Star Wars: Shadows of the Empire just works better than it reasonably should. They tried to do a lot, and it somehow all fit together. The worst part about it is that it is very much a product of its time. It’s blurry, the camera system is weird, the controls still have a clumsy feel to them, and the story is rushed through.

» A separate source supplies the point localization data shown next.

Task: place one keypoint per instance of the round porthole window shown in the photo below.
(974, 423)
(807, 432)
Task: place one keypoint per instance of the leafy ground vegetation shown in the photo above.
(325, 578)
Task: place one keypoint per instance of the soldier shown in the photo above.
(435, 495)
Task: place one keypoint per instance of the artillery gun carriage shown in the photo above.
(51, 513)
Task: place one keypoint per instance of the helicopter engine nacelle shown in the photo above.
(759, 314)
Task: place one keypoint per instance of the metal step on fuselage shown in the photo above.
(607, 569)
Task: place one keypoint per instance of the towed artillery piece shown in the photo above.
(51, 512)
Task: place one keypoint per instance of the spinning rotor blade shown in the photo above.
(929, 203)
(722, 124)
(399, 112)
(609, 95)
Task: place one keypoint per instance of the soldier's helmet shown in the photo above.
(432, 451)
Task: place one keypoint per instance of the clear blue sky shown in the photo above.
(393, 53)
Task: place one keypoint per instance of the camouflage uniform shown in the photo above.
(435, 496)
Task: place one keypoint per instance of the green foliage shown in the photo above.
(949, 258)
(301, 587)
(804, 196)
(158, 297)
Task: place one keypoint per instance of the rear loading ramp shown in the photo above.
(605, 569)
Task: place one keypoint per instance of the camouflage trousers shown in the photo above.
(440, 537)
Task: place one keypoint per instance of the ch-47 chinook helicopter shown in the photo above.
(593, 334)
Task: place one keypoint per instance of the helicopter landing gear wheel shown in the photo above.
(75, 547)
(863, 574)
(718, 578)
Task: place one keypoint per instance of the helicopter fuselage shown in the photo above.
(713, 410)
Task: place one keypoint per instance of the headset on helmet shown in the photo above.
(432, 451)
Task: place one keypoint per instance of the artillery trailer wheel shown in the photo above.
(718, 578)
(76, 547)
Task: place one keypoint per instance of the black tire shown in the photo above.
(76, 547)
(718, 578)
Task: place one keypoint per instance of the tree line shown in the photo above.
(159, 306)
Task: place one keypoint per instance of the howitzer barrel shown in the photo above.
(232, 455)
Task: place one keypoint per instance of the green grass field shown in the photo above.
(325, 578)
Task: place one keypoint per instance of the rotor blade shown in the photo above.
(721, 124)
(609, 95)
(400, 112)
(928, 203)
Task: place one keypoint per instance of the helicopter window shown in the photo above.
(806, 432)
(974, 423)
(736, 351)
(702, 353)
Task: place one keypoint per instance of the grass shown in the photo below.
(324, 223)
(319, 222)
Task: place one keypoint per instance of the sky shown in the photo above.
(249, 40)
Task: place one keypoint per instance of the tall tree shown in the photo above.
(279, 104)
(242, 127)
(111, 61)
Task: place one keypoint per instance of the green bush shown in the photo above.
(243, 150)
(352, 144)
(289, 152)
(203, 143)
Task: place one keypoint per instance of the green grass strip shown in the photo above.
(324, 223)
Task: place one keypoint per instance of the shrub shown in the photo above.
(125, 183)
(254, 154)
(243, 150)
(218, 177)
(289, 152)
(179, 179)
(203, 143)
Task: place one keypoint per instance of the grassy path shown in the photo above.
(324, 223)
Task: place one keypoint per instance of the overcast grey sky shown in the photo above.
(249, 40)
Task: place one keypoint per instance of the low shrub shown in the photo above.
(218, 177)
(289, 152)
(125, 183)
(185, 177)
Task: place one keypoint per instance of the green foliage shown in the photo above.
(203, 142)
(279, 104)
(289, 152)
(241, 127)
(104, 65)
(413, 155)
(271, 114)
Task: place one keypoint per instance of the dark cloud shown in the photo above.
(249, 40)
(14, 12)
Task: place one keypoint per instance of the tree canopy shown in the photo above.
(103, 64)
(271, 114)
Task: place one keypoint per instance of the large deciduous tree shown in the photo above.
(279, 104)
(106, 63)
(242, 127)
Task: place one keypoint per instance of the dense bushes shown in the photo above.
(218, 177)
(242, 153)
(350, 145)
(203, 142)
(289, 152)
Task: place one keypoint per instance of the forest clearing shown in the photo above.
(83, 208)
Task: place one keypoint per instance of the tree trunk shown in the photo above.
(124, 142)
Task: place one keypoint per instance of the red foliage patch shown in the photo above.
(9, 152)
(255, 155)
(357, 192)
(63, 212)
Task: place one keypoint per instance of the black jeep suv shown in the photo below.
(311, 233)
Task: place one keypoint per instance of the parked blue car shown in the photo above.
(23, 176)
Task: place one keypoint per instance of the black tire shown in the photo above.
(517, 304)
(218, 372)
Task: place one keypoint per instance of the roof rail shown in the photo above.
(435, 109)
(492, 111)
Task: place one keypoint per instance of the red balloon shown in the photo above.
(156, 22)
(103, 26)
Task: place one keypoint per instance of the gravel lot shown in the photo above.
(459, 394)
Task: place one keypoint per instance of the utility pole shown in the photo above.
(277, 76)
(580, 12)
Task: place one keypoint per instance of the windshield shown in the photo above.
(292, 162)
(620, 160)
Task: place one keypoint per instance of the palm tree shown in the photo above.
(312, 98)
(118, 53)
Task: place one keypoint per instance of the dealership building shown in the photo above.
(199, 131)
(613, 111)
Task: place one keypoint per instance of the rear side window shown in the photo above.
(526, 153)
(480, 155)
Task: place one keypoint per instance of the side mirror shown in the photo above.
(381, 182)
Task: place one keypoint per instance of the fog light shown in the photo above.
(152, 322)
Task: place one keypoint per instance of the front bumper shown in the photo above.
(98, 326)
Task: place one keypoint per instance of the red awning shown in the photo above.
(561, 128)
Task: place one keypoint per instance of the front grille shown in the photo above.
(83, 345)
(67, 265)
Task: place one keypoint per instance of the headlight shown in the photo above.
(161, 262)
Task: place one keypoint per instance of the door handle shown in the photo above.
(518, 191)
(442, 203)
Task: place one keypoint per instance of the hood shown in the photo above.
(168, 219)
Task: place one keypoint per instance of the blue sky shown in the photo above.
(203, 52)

Actually, no, the worst thing I can say about Shadows of the Empire, is that it bolstered the license enough to make way for the prequel trilogy, which is a sin I have a hard time forgiving. At least Shadows feels like old Star Wars than the polluted waters that came after Phantom Menace.

I don’t really regret going back to Shadows of the Empire for another lap. I don’t know why I have somehow internalized that it’s not very good, but that’s not the case. It’s competent, with a sense of grandeur that you don’t get from some of the bottom-tier Star Wars titles of the era. On the other hand, it’s the worst Star Wars game on the N64, but with Rogue Squadron, (pod) Racer, and Battle for Naboo being the other three titles, that’s hardly an insult.

7/10

This review was conducted on an N64 using a cartridge copy of the game. It was paid for by the author.

Zoey made up for her mundane childhood by playing video games. Now she won't shut up about them. Her eclectic tastes have worried many. Don't come to close, or she'll shove some weird indie or retro game in your face. It's better to not make eye contact. Cross the street if you see her coming.